Alex Mockford
- Born: Alex Mockford 3 May 1981 (age 45) England
- Height: 1.91 m (6 ft 3 in)
- Weight: 100 kg (15 st 10 lb; 220 lb)

Rugby union career
- Position: Number Eight

Amateur team(s)
- Years: Team / Apps / (Points)
- Sutton and Epsom
- 2006-08: Esher
- Sutton and Epsom

Senior career
- Years: Team / Apps / (Points)
- 1999-2003: Harlequins
- 2003-2004: Pau
- 2004: Glasgow Warriors
- 2005: Bristol

International career
- Years: Team / Apps / (Points)
- England U18
- England U19
- Rugby league career

Playing information
- Position: Back row
Club
| Years | Team | Pld | T | G | FG | P |
| 2006 | Wakefield Trinity | 2 |  |  |  |  |

= Alex Mockford =

Alex Mockford (born 3 May 1981, in England) is a former English rugby union player who played for Glasgow Warriors, Harlequins, Bristol and Pau at the Number Eight position.

==Amateur career==

Mockford started with Sutton and Epsom.

He played with Esher from 2006 to 2008. He later played for Sutton and Epsom again.

==Professional career==

He started with Harlequins in 1999. He stayed with them until 2003.

Mockford played with Pau in 2003–04. He played 4 matches in the European Challenge Cup for the French side.

Mockford had a trial with Glasgow Warriors in the 2004–05 season. He played a pre-season friendly against Sale Sharks. However during the match Mockford suffered a knee injury which ultimately put paid to his Glasgow ambitions.
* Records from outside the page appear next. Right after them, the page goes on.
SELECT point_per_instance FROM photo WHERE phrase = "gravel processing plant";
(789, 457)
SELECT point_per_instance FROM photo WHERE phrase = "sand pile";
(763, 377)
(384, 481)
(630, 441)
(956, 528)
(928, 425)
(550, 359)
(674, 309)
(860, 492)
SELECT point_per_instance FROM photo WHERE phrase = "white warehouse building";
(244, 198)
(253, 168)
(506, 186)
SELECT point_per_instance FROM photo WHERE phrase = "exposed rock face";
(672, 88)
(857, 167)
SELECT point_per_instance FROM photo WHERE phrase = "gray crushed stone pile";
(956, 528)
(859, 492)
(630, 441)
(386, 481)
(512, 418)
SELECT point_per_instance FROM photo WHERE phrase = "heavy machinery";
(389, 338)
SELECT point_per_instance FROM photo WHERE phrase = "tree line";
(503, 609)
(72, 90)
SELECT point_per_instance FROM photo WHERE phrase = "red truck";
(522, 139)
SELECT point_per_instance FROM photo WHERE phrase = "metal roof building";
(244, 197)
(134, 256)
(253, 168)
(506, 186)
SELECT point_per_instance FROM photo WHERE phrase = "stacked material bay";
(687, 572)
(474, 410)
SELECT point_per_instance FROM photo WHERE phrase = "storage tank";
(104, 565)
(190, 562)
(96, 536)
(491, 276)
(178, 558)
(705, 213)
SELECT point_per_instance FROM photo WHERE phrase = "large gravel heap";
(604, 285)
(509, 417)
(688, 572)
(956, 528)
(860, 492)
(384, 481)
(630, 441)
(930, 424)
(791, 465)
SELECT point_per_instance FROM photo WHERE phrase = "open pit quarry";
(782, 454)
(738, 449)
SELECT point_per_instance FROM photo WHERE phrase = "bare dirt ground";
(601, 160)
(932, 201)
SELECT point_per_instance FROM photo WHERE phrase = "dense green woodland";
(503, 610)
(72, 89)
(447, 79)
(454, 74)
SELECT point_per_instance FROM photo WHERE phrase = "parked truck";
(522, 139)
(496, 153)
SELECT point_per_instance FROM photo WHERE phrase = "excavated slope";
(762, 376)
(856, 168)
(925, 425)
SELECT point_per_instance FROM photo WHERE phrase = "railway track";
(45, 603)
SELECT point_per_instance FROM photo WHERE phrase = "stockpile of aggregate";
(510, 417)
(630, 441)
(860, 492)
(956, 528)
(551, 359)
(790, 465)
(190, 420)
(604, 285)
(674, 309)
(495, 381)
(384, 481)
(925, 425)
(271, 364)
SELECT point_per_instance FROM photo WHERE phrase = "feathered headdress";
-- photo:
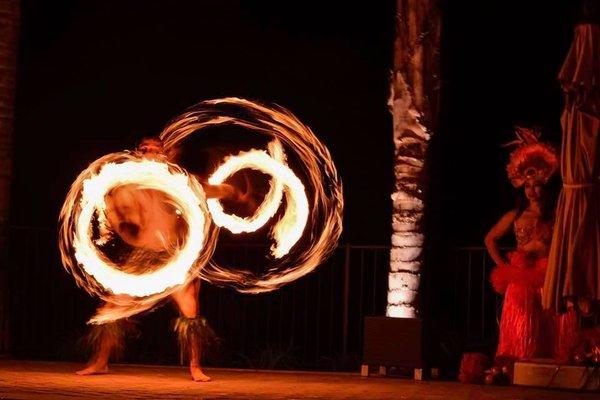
(531, 160)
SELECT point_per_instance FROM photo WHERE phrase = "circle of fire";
(319, 219)
(92, 269)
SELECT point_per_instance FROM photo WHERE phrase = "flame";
(322, 210)
(318, 219)
(94, 271)
(289, 229)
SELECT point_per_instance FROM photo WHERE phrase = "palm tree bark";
(413, 104)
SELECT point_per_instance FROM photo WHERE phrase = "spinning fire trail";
(174, 223)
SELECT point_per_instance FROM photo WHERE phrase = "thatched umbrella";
(574, 260)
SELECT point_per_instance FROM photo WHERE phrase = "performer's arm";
(500, 229)
(221, 191)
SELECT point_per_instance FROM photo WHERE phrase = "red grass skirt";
(527, 331)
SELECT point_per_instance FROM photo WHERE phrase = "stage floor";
(56, 380)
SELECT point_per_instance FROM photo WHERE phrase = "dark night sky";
(96, 75)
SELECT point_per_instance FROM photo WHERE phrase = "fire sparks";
(321, 206)
(289, 229)
(313, 212)
(92, 268)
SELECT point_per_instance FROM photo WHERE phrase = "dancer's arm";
(501, 228)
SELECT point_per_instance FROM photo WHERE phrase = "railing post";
(345, 303)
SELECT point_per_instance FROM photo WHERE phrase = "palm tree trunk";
(9, 32)
(413, 104)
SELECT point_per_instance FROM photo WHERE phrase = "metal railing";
(315, 322)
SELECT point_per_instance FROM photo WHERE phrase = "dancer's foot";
(198, 375)
(93, 369)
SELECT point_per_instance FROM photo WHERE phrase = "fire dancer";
(142, 218)
(525, 330)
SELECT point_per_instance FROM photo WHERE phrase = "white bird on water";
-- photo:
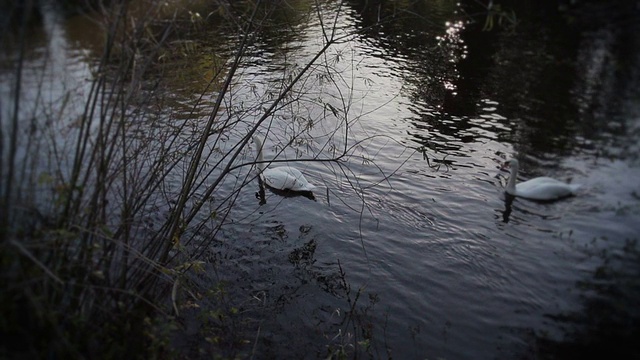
(540, 188)
(281, 177)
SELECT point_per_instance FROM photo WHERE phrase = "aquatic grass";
(104, 229)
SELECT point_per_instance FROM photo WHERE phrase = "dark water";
(447, 266)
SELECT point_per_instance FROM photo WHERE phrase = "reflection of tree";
(609, 325)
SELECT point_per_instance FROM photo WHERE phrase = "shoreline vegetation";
(87, 273)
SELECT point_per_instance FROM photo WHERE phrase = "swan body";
(281, 177)
(540, 188)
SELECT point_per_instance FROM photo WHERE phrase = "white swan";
(282, 177)
(540, 188)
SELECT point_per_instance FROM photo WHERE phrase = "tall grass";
(100, 226)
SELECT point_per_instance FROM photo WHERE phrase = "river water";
(446, 265)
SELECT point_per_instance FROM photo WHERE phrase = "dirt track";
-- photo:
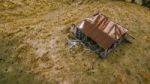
(33, 44)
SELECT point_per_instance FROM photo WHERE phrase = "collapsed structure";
(100, 34)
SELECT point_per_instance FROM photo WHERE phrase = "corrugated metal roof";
(102, 30)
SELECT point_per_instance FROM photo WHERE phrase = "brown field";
(34, 50)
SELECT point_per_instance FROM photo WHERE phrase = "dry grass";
(33, 44)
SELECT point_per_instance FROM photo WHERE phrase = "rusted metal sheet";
(102, 30)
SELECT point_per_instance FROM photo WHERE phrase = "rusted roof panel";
(102, 30)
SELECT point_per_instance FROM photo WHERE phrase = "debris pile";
(100, 34)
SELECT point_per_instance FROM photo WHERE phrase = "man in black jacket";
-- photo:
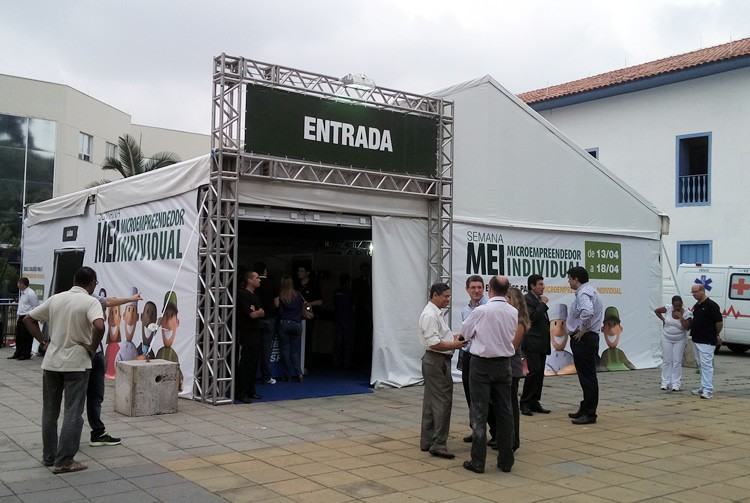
(536, 347)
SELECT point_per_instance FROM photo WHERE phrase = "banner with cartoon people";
(147, 252)
(625, 270)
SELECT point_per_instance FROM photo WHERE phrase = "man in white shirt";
(76, 327)
(439, 343)
(491, 331)
(27, 300)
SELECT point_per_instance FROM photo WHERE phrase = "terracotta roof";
(714, 54)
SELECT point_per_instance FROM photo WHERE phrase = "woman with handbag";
(516, 299)
(292, 310)
(674, 338)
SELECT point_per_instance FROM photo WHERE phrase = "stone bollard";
(146, 388)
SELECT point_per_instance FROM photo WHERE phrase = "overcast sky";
(152, 58)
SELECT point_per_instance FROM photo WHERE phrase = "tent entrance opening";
(330, 265)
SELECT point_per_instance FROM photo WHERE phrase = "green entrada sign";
(297, 126)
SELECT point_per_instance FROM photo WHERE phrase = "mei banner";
(626, 272)
(146, 250)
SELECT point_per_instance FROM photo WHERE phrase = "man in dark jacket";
(536, 347)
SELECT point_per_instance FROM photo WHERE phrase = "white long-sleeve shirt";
(491, 328)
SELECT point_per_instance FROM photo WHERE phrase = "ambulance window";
(739, 287)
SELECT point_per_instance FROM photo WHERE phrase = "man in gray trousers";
(76, 327)
(439, 343)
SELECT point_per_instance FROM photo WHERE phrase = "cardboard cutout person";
(113, 341)
(613, 358)
(560, 361)
(128, 350)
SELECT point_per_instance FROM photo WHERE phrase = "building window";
(694, 252)
(87, 146)
(111, 150)
(694, 169)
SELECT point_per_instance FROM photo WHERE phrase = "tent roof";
(541, 178)
(154, 185)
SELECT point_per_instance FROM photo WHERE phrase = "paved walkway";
(648, 446)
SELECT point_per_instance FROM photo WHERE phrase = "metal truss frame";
(215, 348)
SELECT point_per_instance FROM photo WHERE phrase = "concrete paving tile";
(106, 488)
(62, 495)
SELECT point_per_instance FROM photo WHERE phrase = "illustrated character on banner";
(559, 361)
(169, 324)
(113, 341)
(613, 358)
(148, 318)
(128, 350)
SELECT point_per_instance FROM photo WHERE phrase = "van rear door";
(737, 307)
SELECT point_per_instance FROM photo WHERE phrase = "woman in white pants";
(674, 338)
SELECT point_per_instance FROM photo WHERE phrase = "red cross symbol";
(741, 286)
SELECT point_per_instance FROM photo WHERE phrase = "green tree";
(131, 160)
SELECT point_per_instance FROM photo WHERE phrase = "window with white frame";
(86, 148)
(111, 150)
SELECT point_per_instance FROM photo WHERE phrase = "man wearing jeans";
(705, 326)
(76, 327)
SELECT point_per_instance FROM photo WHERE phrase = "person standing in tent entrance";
(95, 388)
(494, 334)
(291, 306)
(439, 343)
(705, 324)
(128, 351)
(169, 324)
(475, 289)
(673, 340)
(114, 321)
(536, 346)
(76, 327)
(27, 300)
(310, 291)
(585, 319)
(249, 314)
(613, 358)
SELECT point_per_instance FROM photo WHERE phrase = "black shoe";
(443, 454)
(537, 407)
(469, 466)
(103, 440)
(584, 420)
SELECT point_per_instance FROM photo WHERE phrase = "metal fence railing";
(8, 318)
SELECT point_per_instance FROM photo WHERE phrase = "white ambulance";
(728, 286)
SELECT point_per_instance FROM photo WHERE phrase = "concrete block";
(146, 388)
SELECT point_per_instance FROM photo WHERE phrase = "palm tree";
(132, 161)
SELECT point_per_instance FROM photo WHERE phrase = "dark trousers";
(516, 413)
(60, 452)
(466, 381)
(95, 396)
(437, 401)
(251, 347)
(534, 381)
(585, 357)
(491, 385)
(24, 340)
(267, 333)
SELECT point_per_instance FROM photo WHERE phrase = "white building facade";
(680, 138)
(53, 141)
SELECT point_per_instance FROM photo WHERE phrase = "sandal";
(73, 466)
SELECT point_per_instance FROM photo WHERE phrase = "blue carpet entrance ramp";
(314, 386)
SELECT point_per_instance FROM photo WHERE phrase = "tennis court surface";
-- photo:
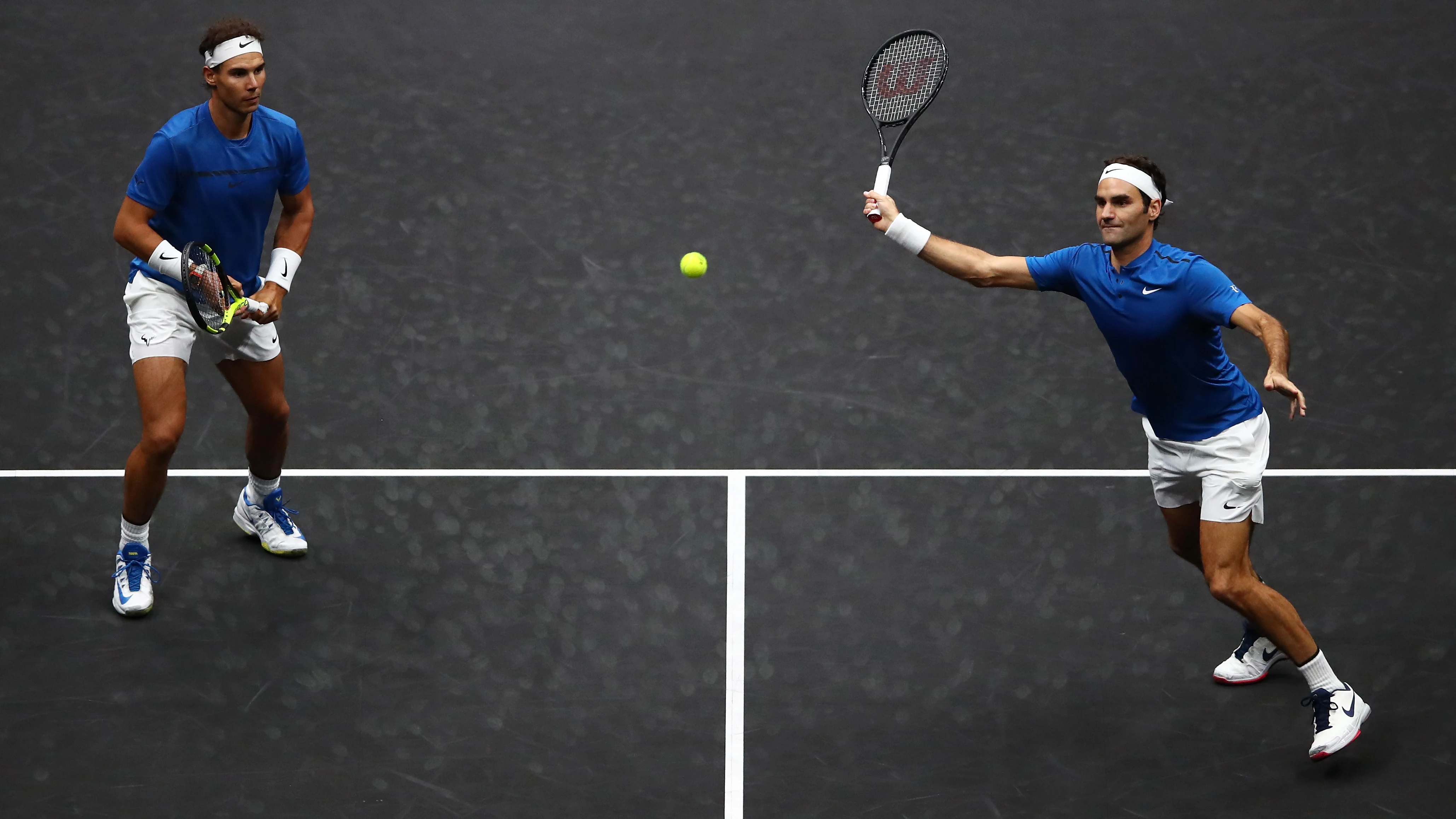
(504, 193)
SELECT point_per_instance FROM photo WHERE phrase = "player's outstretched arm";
(133, 232)
(1276, 344)
(295, 227)
(960, 261)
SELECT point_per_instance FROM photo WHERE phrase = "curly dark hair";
(226, 30)
(1151, 169)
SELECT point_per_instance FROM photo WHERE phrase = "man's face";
(238, 82)
(1120, 213)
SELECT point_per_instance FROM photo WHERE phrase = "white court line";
(737, 538)
(733, 648)
(726, 474)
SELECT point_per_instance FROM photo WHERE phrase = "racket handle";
(881, 187)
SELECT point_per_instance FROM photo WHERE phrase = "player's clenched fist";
(887, 210)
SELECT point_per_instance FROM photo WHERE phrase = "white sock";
(134, 533)
(258, 488)
(1320, 675)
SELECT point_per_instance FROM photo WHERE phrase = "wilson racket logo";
(905, 79)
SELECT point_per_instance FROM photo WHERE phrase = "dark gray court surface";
(453, 648)
(1031, 648)
(504, 191)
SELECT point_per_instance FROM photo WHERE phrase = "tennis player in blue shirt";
(1161, 310)
(210, 175)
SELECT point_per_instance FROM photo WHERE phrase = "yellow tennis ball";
(694, 265)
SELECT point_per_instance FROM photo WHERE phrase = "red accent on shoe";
(1222, 681)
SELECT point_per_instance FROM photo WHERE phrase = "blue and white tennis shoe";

The injury, of a cruciate ligament, keep him sidelined from rugby for 10 months. After this lay-off he was taken on by Bristol.

==International career==

Mockford played for England at Under 18 and Under 19 level and for England Students.

==Rugby League==

In 2006 he played a couple of trial matches for Wakefield Trinity Wildcats.

==Outside rugby==

Mockford has now built a career in marketing for the gambling industry.